The second criterion for judging control chart methodologies is to factor in how they are used. Control charts were invented for manufacturing. One of the major constraints of the manufacturing environment is the need for simplicity because of the fast pace. The control chart needs to be easy to use in terms of calculations and data plotting, so it is a viable option for the manufacturing floor. The easy of use is the second criterion for the appropriateness of a control charting method. The calculations, data plotting, and control judgments need to be made quickly and, if possible, by hand.

The first tested technique was multiple Shewhart charts. Two control charts were created for each of the eight heads on the BYU Creamery’s filling machine (1). The deviation from nominal was monitored. This technique did not work. First, the multiple Shewhart charts did not properly take into account the variation of the filling unit. Any change in the amount of milk in a bottle was attributed to the specific filling head, not the head and the filling unit. Also, sixteen different charts need to be maintained. This made the calculations and data plotting particularly difficult.

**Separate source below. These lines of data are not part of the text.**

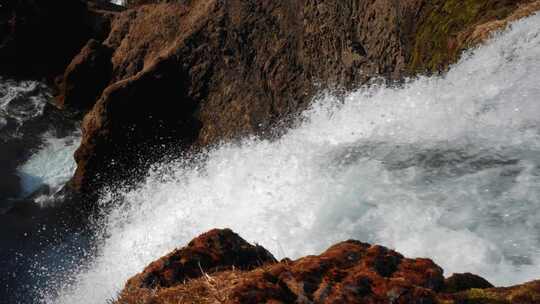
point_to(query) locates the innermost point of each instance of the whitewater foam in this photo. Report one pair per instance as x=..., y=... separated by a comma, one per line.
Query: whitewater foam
x=445, y=167
x=52, y=165
x=21, y=101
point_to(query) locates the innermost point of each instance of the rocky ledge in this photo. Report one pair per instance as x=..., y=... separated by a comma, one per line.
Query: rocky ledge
x=183, y=75
x=220, y=267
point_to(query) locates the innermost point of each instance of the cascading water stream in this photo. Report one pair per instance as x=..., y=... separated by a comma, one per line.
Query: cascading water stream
x=446, y=167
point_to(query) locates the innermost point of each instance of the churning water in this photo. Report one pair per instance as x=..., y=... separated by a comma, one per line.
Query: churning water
x=445, y=167
x=51, y=166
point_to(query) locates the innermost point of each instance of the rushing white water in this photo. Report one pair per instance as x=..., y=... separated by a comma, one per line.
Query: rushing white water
x=20, y=101
x=445, y=167
x=52, y=165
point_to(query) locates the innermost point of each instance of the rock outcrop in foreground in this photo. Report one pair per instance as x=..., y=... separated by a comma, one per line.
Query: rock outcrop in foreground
x=220, y=267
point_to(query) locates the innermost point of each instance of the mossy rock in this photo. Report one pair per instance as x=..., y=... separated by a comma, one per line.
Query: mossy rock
x=436, y=44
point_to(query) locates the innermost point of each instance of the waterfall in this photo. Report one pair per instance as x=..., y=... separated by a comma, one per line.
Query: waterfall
x=446, y=167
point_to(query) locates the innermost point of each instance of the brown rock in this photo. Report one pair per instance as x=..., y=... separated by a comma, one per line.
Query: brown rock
x=210, y=252
x=39, y=37
x=465, y=281
x=348, y=272
x=85, y=77
x=193, y=73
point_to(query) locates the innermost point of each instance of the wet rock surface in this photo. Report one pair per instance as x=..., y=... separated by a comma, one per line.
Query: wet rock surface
x=348, y=272
x=193, y=73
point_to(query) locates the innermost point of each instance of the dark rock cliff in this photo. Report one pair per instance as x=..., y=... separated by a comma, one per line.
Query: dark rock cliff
x=191, y=73
x=187, y=74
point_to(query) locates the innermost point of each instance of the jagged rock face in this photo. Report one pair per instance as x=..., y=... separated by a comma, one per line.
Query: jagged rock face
x=348, y=272
x=38, y=38
x=210, y=252
x=193, y=74
x=85, y=77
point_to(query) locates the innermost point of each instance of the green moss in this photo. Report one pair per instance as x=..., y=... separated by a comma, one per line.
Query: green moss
x=441, y=21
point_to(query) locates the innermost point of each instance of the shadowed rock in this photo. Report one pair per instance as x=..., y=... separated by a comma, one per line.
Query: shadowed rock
x=348, y=272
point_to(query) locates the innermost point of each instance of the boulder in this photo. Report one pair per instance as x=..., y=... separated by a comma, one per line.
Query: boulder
x=465, y=281
x=216, y=250
x=38, y=38
x=348, y=272
x=85, y=77
x=194, y=73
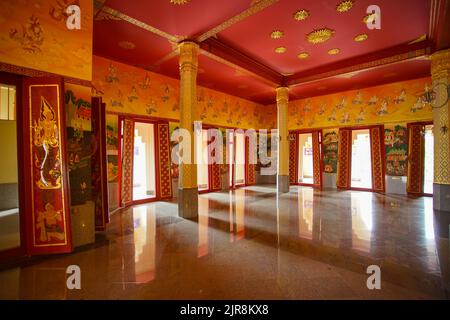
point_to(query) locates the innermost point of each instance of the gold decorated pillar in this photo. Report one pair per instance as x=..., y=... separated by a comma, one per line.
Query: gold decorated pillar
x=187, y=181
x=440, y=73
x=283, y=142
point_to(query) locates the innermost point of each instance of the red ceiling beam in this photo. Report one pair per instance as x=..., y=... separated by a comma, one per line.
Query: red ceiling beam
x=439, y=30
x=218, y=48
x=378, y=58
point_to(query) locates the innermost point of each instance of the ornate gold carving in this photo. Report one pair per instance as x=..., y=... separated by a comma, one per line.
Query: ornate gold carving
x=344, y=6
x=258, y=6
x=440, y=73
x=319, y=35
x=277, y=34
x=303, y=55
x=140, y=24
x=301, y=15
x=370, y=18
x=45, y=135
x=334, y=51
x=179, y=2
x=361, y=37
x=127, y=45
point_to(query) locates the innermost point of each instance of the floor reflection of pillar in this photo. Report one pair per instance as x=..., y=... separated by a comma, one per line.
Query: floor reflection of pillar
x=442, y=230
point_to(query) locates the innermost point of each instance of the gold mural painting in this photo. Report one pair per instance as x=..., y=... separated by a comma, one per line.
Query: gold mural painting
x=127, y=89
x=33, y=34
x=395, y=102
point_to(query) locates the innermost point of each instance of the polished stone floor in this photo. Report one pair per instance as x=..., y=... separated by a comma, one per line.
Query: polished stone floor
x=251, y=244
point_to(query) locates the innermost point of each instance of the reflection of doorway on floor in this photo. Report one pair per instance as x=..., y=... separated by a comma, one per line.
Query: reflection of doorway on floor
x=305, y=158
x=429, y=159
x=9, y=180
x=144, y=180
x=361, y=160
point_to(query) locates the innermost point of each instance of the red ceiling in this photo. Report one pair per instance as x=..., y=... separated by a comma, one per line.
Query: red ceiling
x=402, y=21
x=250, y=46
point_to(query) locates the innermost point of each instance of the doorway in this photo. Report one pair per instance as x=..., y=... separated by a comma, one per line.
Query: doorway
x=428, y=174
x=144, y=166
x=305, y=159
x=361, y=162
x=202, y=162
x=10, y=163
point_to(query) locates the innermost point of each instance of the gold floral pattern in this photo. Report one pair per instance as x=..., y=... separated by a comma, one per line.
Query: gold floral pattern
x=301, y=15
x=320, y=35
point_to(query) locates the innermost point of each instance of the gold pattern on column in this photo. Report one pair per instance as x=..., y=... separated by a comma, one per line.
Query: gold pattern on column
x=188, y=100
x=440, y=73
x=283, y=143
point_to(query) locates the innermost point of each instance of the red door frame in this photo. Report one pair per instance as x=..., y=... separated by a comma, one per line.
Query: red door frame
x=383, y=156
x=423, y=123
x=312, y=131
x=156, y=141
x=16, y=80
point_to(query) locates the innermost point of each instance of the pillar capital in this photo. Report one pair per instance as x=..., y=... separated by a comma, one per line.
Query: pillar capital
x=440, y=64
x=282, y=94
x=188, y=60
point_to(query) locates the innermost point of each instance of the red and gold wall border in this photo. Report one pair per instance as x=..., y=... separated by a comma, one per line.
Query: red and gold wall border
x=47, y=209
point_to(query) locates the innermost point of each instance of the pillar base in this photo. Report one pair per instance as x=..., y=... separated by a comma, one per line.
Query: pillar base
x=441, y=197
x=188, y=203
x=282, y=184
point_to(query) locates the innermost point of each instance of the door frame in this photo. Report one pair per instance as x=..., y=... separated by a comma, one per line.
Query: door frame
x=423, y=123
x=383, y=154
x=16, y=80
x=138, y=119
x=312, y=131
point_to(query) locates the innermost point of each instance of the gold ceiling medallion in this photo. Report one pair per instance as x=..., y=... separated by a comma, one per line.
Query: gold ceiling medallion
x=319, y=35
x=301, y=15
x=179, y=2
x=303, y=55
x=345, y=6
x=334, y=51
x=127, y=45
x=370, y=18
x=276, y=34
x=361, y=37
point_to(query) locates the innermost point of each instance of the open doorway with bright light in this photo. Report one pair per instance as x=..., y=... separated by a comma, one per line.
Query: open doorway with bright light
x=361, y=163
x=202, y=162
x=428, y=161
x=305, y=159
x=144, y=167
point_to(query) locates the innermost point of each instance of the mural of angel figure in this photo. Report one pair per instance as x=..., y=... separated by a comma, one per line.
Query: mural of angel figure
x=401, y=97
x=358, y=99
x=341, y=104
x=307, y=108
x=133, y=96
x=47, y=223
x=145, y=83
x=345, y=117
x=112, y=74
x=151, y=107
x=166, y=94
x=372, y=101
x=332, y=116
x=361, y=116
x=382, y=110
x=322, y=108
x=419, y=105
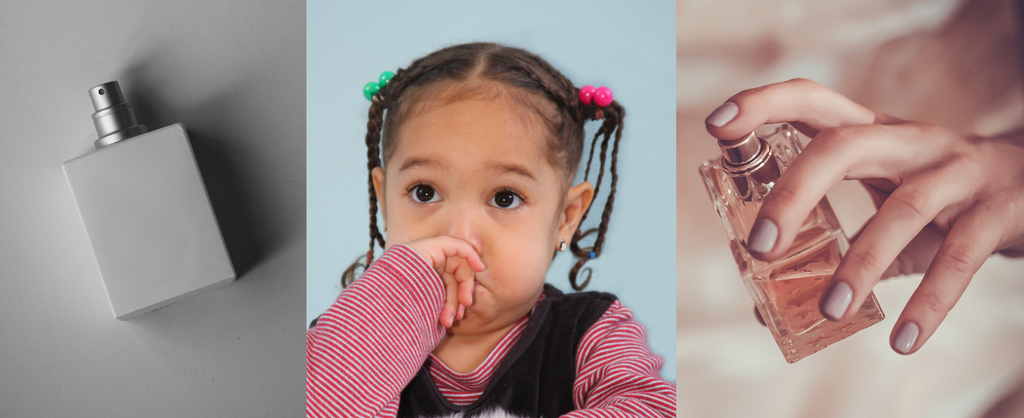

The second technique was the group control chart. Two control charts were created for the central filling unit and the eight heads (1). The maximum and minimum average deviation and maximum range were used to determine stability. This technique required similar calculations to the multiple Shewhart charts, but only two charts were needed. This made the data plotting much easier. The group chart also correctly accounted for the variation in the central filling unit and the eight heads, but the limits were calculated using an incorrect model. The standard values for a single controlled parameter were used to calculate the control limits for a group control chart. These standard values 59 are based on a single Normal distribution, while the plotted data was based on eight separate Normal distributions. A different technique is needed.

The eight Normal distributions suggest a multivariate approach. The Hotelling’s T2 control chart was used (1). The control limits were based on the eight Normal distributions, which solved the statistical problem mentioned above. Two new problems arose, though. The Hotelling’s T2 statistic requires a large number of calculations. This statistic could not be easily calculated by hand. A computer is required and many companies do not have a computer directly linked to their data collection. The second problem was identifying the cause of the out-of-control point. A single head could not be readily identified without decomposing the statistic that took a computer to compute. This technique cannot solve all the dilemmas of modern manufacturing, though it is a statistically correct technique.

New standard values for control limit calculations were created for the group control chart (2). These values took into account the additional distributions as more heads are added to a central filling unit. This answer combined the best of both worlds. It is statistically equivalent to the Hotelling’s T2 chart, but is as easy to use as the group control chart. Figure 1 shows the original and revised control limits for the averages. The maximum and minimum averages are plotted and the head number is noted for both the maximum and minimum. Judgments of stability are made using the control limits and by a run of five observations of the same head as the maximum or minimum. This is the best technique to use for SPC on multiple stream processes.

References

1. Montgomery, Douglas C. 1996. pp. 181-211, 358-374. Introduction to Statistical Quality Control. John Wiley & Sons, Inc., New York.
2. Grimshaw S.D., Bryce G.R., and Meade, D.J. (1997). “Control Limits for Group Charts.” Submitted to Journal of Quality Technology.